French electricity giant EDF keen to build nuclear plant in Slovakia

Monday, June 25, 2007

PRAGUE. JUNE 25. INTERFAX CENTRAL EUROPE - French state-owned electricity giant Electricite de France (EDF) is interested in building a new nuclear plant in Slovakia, a company vice president said Monday.

"We would like to participate in developing the electricity sector in Slovakia," EDF's international unit vice president of Marc Boudier said, as cited by Slovak news agency SITA. "We want to use our know-how and tools to develop new production capacities and so [help] ensure Slovakia's self-sufficiency."

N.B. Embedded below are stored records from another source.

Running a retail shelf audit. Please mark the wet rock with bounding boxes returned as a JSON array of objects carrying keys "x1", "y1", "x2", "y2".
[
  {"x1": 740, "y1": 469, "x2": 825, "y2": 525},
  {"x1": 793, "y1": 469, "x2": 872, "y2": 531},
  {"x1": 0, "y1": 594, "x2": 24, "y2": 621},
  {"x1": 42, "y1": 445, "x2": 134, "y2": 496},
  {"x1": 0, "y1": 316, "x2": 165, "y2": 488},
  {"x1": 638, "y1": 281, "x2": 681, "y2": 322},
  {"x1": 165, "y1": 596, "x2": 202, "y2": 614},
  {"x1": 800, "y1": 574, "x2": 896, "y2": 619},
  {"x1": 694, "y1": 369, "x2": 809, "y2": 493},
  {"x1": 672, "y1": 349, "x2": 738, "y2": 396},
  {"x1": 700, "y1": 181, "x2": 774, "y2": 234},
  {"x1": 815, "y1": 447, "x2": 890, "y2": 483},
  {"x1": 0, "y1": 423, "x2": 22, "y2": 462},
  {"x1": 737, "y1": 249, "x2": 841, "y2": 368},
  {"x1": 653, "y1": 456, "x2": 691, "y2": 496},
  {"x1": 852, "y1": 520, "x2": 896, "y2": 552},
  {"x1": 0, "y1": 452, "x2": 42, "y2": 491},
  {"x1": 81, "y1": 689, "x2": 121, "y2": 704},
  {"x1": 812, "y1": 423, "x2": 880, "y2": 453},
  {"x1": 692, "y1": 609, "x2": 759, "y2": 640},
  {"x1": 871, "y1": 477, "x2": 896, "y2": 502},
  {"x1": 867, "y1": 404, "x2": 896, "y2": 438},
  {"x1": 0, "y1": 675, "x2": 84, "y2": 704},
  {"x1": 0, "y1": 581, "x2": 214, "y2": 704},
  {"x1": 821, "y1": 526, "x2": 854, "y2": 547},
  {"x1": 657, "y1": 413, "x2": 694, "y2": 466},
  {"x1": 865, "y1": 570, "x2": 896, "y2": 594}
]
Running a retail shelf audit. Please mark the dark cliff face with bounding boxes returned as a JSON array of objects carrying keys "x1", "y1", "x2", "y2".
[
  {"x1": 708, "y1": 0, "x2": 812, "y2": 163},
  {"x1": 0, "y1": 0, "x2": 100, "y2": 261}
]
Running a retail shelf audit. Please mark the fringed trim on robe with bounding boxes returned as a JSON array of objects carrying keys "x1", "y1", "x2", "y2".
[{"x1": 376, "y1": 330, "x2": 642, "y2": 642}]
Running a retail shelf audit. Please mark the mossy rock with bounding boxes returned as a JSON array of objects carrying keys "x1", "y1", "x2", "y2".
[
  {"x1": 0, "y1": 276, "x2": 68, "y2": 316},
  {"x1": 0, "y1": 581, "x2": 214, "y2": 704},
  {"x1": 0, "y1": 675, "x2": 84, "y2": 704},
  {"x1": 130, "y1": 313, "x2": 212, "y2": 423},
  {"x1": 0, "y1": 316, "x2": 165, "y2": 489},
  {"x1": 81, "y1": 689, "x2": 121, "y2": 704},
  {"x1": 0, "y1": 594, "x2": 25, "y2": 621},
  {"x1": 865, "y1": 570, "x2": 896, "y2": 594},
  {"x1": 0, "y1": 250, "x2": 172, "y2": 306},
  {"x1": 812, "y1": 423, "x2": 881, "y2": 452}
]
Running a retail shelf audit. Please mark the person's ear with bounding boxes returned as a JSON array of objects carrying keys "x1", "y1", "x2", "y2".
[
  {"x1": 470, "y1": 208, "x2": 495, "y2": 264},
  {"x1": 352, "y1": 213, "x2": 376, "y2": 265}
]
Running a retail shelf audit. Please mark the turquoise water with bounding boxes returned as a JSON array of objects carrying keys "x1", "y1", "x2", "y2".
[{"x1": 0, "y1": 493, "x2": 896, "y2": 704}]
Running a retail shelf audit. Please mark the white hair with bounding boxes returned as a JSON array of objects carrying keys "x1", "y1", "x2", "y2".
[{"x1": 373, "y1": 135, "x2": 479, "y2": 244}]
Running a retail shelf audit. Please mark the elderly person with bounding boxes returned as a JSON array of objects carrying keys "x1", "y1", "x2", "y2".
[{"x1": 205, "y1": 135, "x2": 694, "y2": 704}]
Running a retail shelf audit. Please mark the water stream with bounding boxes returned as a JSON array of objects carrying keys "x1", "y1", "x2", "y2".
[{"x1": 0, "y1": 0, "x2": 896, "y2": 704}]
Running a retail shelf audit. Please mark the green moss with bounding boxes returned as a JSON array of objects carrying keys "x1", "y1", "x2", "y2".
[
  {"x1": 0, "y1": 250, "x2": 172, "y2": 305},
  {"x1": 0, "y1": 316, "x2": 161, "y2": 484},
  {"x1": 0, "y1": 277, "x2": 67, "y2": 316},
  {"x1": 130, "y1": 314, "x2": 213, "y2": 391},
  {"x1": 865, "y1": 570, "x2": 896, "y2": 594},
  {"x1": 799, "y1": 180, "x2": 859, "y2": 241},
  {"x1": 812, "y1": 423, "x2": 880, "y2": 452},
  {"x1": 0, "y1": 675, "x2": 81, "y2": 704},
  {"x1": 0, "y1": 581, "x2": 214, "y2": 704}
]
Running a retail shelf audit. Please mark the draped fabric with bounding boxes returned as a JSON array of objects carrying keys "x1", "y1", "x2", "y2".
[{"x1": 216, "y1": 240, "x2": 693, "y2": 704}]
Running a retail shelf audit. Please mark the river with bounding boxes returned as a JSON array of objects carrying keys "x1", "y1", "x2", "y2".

Boudier was speaking following a meeting with Slovakia's leftist Prime Minister Robert Fico (Smer).

Under an agreement with the European Commission signed by the previous center-right government, one unit at Jaslovske Bohunice's V1 reactor was shut down in 2006 and the second is due to close in 2008.

In February, Fico's government - which decried the reactor shutdowns as undermining Slovakia's energy security and independence - announced that Italian power utility Enel would build two new reactor blocks at the Mochovce nuclear power plant.

Enel has a 66% stake in Slovakia's dominant energy producer Slovenske Elektrarne (SE), which has a total of five reactors in Slovakia.

Fico's government wants SE to build Mochovce's third and fourth blocks to compensate for the closure of the V1 reactor block at the Jaslovske site.

The EU Nuclear Energy Forum (ENEF), a group established in March by Slovakia and the Czech Republic, the aim of which is to re-launch discussion on nuclear energy in Europe, is due to convene in September or October this year, in Bratislava, upon agreement of Fico and his Czech counterpart Prime Minister Mirek Topolanek (Civic Democracts, ODS).